To get inside the theatre, we walk down a filthy alley, step around trash cans and over drunks, push our way past eager prostitutes, then enter the back of the building and find our seat in the dark. A white toilet sits smack dab in the middle of Danila Korogodsky's symbolic black set. On the toilet under a spotlight sits a sloppy drunk swilling beer. We have entered the gritty, take-no-prisoners world of poet Charles Bukowski--an angry place full of foul words, available women, and nonstop booze. That's dramatic presentation.

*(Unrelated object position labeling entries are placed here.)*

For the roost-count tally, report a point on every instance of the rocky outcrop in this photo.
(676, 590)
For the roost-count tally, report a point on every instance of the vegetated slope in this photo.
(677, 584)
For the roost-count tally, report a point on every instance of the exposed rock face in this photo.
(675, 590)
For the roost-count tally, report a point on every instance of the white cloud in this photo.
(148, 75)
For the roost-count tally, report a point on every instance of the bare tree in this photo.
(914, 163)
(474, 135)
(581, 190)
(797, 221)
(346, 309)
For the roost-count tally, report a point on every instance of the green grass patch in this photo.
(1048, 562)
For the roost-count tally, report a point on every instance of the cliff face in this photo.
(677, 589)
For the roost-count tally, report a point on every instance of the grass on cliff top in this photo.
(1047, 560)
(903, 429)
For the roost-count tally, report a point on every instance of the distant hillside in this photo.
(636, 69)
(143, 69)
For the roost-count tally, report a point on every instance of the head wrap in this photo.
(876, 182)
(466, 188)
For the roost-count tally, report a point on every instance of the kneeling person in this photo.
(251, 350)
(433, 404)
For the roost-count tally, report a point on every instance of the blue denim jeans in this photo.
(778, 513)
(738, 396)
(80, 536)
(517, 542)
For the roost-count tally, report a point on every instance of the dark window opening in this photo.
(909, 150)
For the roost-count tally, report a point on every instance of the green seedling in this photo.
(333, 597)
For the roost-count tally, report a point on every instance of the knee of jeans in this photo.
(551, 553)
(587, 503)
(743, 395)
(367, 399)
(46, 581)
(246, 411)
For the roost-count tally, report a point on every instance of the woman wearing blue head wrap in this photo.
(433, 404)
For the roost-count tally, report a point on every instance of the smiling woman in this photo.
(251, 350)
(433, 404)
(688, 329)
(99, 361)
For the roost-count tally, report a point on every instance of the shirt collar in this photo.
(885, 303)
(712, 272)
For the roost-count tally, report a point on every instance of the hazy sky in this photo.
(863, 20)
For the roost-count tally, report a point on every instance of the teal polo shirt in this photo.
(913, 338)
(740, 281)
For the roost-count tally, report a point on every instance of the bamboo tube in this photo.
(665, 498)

For the next 95 minutes, a drop-dead ensemble of Cal Rep actors explores the gut-wrenching life of "L.A.'s notorious dirty old man" in one of the most powerful small theatre productions I've seen this year. Directed with passion by Joanne Gordon, this visceral journey unfolds as a pastiche of guttural prose, bawdy poetry, philosophical provocation, and shocking imagery, all set brilliantly--and unexpectedly--against Mark Abel's sound design of glorious classical music.
The 10 superb actors are constantly onstage as they rotate through various colorful characters under Nick Solyom's dramatic lighting. John Short, Mark Piatelli, and Richard Holden are breathtaking in their portrayals of Bukowski at different outrageous times in his life. Marjo-Riikka Malela is a knockout as his angry "I've-had-it" wife and his dangerous Garboesque mistress. Shaunte Caraballo and Kree Fieldsa portray a series of sensual women he bedded; Gavin Hawk, Sarah Goldblatt, Gary Grossman, and Mark Frankos fill in contemporary archetypes who are alternately comic, tragic, or frightening.
In the end, under Bukowski's crude and vulgar exterior, we discover an ardent lover of life who was constantly at war with all the sludge and desecration that filled his world. Like the Beats before him, Bukowski's poetry was a defiant cry of protest that he shouted at the top of his lungs until the day he died.